Possession: Liverpool 58% – 42% Brentford

xG: Liverpool 1.4 – 1.5 Brentford

xGOT: Liverpool 2.13 – 1.19 Brentford

Shots: Liverpool 16 – 12 Brentford

Shots on Target: Liverpool 10 – 3 Brentford

Clearances: Liverpool 20 – 31 Brentford

PPDA: Liverpool 6.59 – 10.59 Brentford

Other Brentford stats:

Interceptions: 11

Aerial duels won: 19 (48%)


Brentford ended with more xG, but Liverpool had more xGOT, meaning they took their chances well. Brentford threatened from set pieces, but couldn’t create much from open play. The Bees recorded 0.56 xG from set plays, creating havoc from their 8 corners. Jensen ended with 0.50 xAG and Mbeumo ended with 8 shot-creating actions. It was a shame that some of Jensen’s magical long passes didn’t end up as assists.

Liverpool seemed prepared for Brentford and had multiple ways to create dangerous chances. Klopp knew how difficult it is to beat this Brentford side, even adopting some of the common tactics that Thomas Frank uses, such as setting screens to prevent defenders from challenging dribblers.

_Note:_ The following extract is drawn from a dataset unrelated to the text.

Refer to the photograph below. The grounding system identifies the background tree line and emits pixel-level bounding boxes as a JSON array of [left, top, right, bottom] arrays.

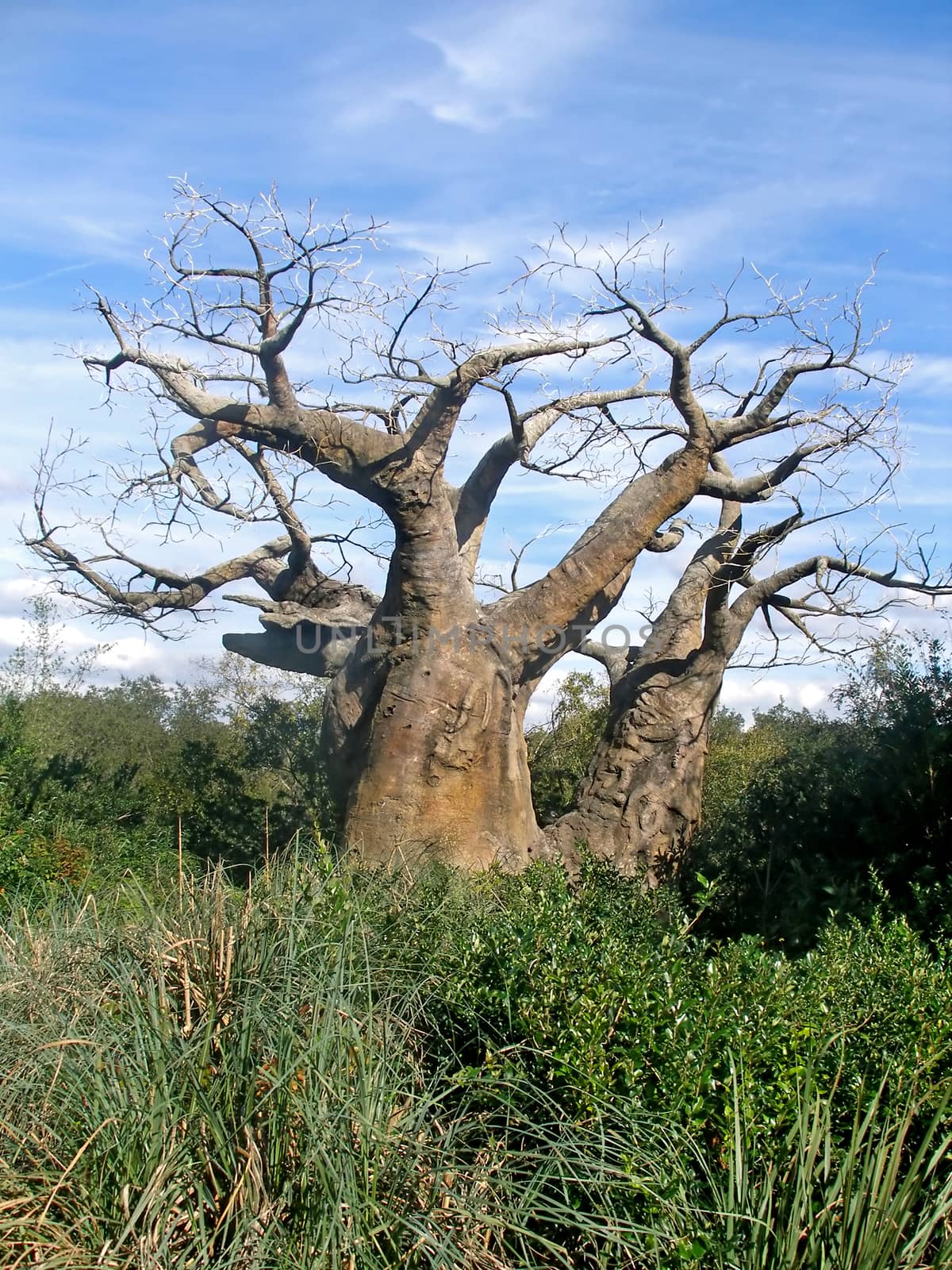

Liverpool’s counterpressing and movement in the final third really gave Brentford trouble. The Bees are very difficult to score on when dropping into their low block, but Liverpool were able to take advantage of some transitional moments. Their first goal came directly after losing possession in their own half, with Liverpool’s counterpress winning back possession.

Once Liverpool scored it forced Brentford’s tactics into becoming even more aggressive and risky. Brentford weren’t able to sit back and rely on counters. Unfortunately, Thomas Frank’s gamble didn’t pay off, but a few bounces the other way and this result may have looked a bit different.

Brentford have two weeks off until Arsenal travels to the GTech. The Bees will hope to finally get some players back from injury, with Dasilva, Damsgaard, and Lewis-Potter all pushing for a return.